Eby’s practice is guided by the idea that the health of our environment is a mirror to the health of our collective conscience. Weather patterns are often devastating in their extremity, echoing the divisiveness and restlessness in politics and ideology. In many ways, human life has fallen out of harmony with the earth’s rhythms, a fact Eby recognizes but does not decry. “Every living thing has a frequency. We can choose to craft our frequency through thought and action.” This optimism is evident in the warm, otherworldly glow found throughout her body of work, even amidst turbulent or tumultuous scenes. At a time when it is easy to assume the worst in the world, Eby reminds us that harmony can be sought and achieved.
-Maggie Downing
Eby works in the alchemical and ancient medium of encaustic. She heats and layers pigmented beeswax and resin in a practice inspired by classical antiquity, Asian landscape painting, and her own musical training. Through this seductive layering process, the passage of time is visible. Compositional depth is created as forms play on the surface and recede into obscurity. The patterns and forms Eby depicts are familiar—flowers, birds in flight, crashing waves. Her meditative practice distills these to create spaces that speak to the infinite and timeless.
The rhythms Eby finds in nature are echoed in her own seasonal migration with her husband, Bo Bartlett, between Wheaton Island, Maine and Columbus, Georgia. In Georgia, they are deeply connected with their community through their work with the Bo Bartlett Center at Columbus State University. Away from mountains and ocean, Eby explores the richness of the light, and settles into the gentle and languid way of Southern life. Yet, she remains keenly aware of the edges defined by the friction and cultural tension of competing beliefs related to race, religion, class, and education.
In Maine, they are interconnected with and subservient to the forces of the ocean. With only the open Atlantic Ocean between Wheaton Island and Portugal, storms can be sudden and severe. Through daily meditation and observation of nature, Eby aims to tap into the energy found in living things, free of ideology and material connection. She feels a particular kinship with songbirds and their instinctive migrations, as they exist wholly outside of the politics and power that cause so much anger and suffering in the world. This perennial shift in habitat provides a contrast that allows Eby to continually observe and reevaluate her relationship to community and environment, and the relationship of society with nature as a whole.

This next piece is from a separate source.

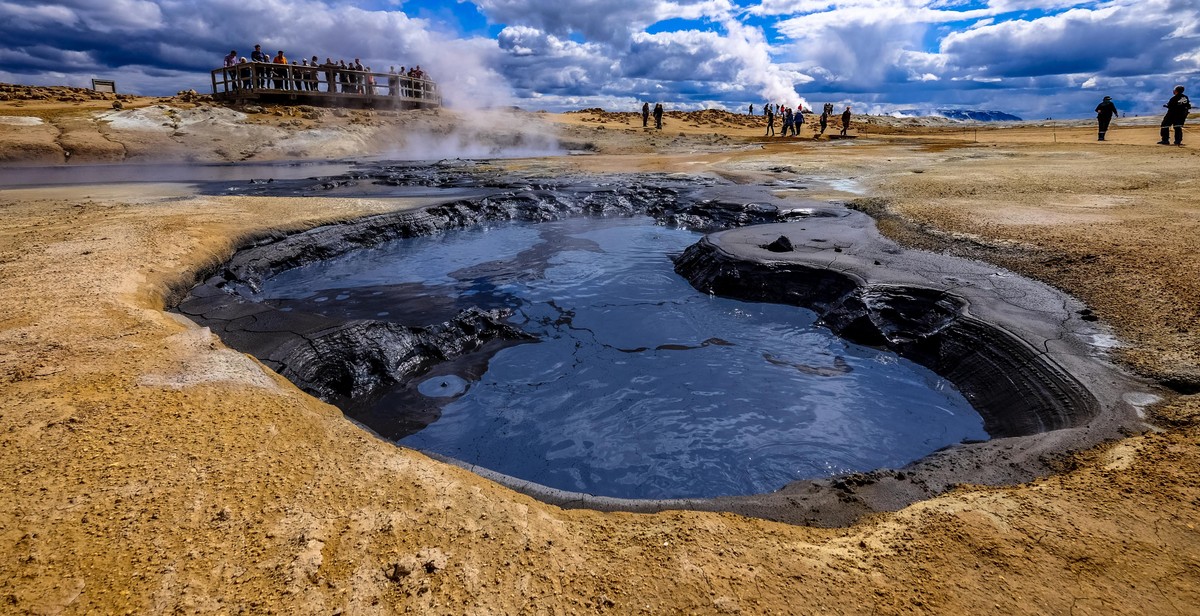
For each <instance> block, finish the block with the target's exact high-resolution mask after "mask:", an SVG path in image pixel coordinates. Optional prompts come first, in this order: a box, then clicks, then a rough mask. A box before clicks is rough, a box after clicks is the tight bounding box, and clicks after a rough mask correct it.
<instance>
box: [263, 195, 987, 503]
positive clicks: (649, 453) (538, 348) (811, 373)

Eby’s practice is guided by the idea that the health of our environment is a mirror to the health of our collective conscience. Weather patterns are often devastating in their extremity, echoing the divisiveness and restlessness in politics and ideology. In many ways, human life has fallen out of harmony with the earth’s rhythms, a fact Eby recognizes but does not decry. “Every living thing has a frequency. We can choose to craft our frequency through thought and action.” This optimism is evident in the warm, otherworldly glow found throughout her body of work, even amidst turbulent or tumultuous scenes. At a time when it is easy to assume the worst in the world, Eby reminds us that harmony can be sought and achieved.